Dois itens chamaram a minha atenção: a qualidade de carnes de porco e frango nas prateleiras. Jurei que eram produtos brasileiros. Para minha surpresa, eram produtos russos. Se comparar este fato com a diminuição das importações desses produtos do Brasil em 2005, precisaremos de imediato começar a olhar com mais atenção para o futuro da nossa menina de olhos - a carne bovina, que proporcionou U$1,68 bilhão para o Brasil em vendas para a Rússia. Comentei isso com alguns representantes de empresas brasileiras presentes e percebi que o plano russo de investimentos billionários no setor agrícola do pais ainda não foi objeto de estudo e análise em nosso país. Seria bom começarmos a pensar nisso para não perder o último bom lugar no trem chamado Rússia.
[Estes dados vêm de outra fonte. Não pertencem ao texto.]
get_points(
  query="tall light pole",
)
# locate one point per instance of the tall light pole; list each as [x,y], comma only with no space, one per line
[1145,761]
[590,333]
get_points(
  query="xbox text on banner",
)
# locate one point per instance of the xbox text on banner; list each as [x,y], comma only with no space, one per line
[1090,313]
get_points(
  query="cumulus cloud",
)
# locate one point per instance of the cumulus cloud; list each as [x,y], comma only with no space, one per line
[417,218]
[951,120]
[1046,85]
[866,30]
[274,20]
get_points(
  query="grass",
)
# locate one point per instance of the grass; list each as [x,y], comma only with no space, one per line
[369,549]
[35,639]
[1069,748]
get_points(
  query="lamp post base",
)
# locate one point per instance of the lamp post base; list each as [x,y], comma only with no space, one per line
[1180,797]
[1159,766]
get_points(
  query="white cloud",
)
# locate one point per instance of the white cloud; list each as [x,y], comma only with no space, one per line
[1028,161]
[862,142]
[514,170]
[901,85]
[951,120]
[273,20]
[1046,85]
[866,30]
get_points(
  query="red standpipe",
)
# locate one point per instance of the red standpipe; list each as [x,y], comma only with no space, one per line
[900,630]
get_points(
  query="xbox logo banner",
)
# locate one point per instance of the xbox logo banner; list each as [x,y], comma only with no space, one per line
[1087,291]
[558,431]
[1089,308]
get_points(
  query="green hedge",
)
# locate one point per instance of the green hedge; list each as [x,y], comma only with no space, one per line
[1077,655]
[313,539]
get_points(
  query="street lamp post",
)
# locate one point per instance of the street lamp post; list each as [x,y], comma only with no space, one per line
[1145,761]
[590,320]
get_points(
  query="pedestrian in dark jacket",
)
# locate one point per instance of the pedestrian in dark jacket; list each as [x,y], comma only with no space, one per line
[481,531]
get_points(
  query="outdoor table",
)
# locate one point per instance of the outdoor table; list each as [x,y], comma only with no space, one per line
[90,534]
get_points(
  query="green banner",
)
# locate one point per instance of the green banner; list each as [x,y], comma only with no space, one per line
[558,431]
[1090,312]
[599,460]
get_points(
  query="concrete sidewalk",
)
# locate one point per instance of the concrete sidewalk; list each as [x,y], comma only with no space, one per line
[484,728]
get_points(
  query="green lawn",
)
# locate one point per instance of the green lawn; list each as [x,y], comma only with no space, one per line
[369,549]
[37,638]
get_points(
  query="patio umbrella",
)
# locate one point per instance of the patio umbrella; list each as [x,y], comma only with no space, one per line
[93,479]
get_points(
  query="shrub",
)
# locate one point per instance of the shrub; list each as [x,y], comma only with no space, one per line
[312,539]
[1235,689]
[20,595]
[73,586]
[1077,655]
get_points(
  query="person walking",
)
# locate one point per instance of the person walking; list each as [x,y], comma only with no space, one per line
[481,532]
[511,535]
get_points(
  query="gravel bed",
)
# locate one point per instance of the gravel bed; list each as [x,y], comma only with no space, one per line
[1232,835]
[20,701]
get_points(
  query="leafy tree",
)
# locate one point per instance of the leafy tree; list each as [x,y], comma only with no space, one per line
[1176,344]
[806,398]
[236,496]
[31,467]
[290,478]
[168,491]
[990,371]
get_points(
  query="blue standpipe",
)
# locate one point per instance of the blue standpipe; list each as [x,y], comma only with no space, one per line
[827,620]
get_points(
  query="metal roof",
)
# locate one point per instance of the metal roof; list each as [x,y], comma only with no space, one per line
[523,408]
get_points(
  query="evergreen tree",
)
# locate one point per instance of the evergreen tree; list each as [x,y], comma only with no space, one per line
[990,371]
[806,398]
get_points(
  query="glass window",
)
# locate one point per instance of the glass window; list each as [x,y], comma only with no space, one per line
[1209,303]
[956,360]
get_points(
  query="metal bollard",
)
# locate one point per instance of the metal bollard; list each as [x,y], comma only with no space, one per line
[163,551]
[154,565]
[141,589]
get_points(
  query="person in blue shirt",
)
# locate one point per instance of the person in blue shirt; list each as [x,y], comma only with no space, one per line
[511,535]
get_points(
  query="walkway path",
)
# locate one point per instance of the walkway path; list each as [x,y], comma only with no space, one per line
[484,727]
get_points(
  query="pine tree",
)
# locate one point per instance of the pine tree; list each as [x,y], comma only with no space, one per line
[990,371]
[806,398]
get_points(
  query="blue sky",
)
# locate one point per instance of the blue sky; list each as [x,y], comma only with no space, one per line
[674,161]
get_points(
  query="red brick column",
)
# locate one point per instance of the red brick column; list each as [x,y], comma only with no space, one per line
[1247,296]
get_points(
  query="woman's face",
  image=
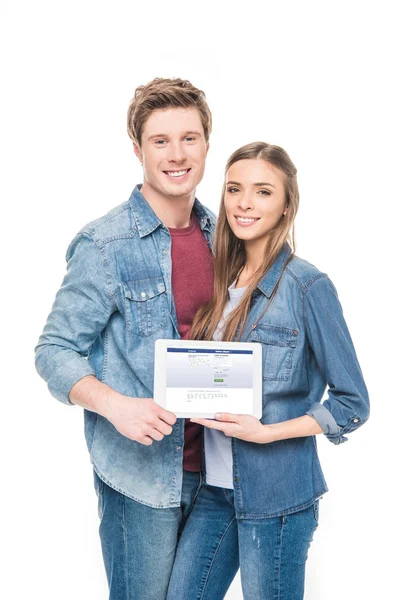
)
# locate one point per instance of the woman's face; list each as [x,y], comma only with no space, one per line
[254,198]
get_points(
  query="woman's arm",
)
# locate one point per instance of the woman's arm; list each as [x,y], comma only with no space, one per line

Várias vezes durante estes dias em Moscou o assunto do comércio entre Brasil e Rússia foi o principal tema de discussão em reuniões de trabalho e outras ocasiões menos formais. Ninguém que gosta e conhece os dois paises consegue entender e aceitar o nível limitado das relações comerciais atuais, os equívocos nas negociações, pouco produtivas e, principalmente, a inexplicável passividade dos empresários brasileiros e a ineficiência das Câmaras de Comércio do Rio e São Paulo (será que precisamos das duas para tudo isso?). Falta criatividade e estímulos concretos.

Enquanto o Brasil está perdendo tempo e espaço, os últimos lugares no trem da parceria com a Rússia estão sendo tomados por outros países. A primeira notícia que vi na imprensa brasileira quando cheguei foi referente ao recuo de investimentos estrangeiros em 2005, enquanto outros paises do BRIC (além do Brasil, Rússia, Índia e China) acusam crescimento. Talvez nosso parceiro estratégico poderia preencher este vazio, mas os olhos daqui não estão voltados a Moscou.

Em 1790, o escritor russo Aleksander Radichev escreveu seu famoso livro "Uma viagem de Petersburgo a Moscou", onde mostrou o atraso, a decadência, o provincianismo, a burocracia e a pobreza do pais. Para gerações de russos, este livro serviu de fiel retrato da Rússia naquela época. Os tempos mudaram. Quem sabe, de repente, em 2007, alguém escreve outro livro destacando a nova Rússia, dinâmica, rica, comercialmente agressiva, pragmática e que uma vez para sempre atrai o interesse dos brasileiros por este fabuloso mercado. Será que para isso Paulo Coelho optou viajar pela Transiberiana?

. Aleksander Medvedovsky é diretor geral da Ostalco do Brasil.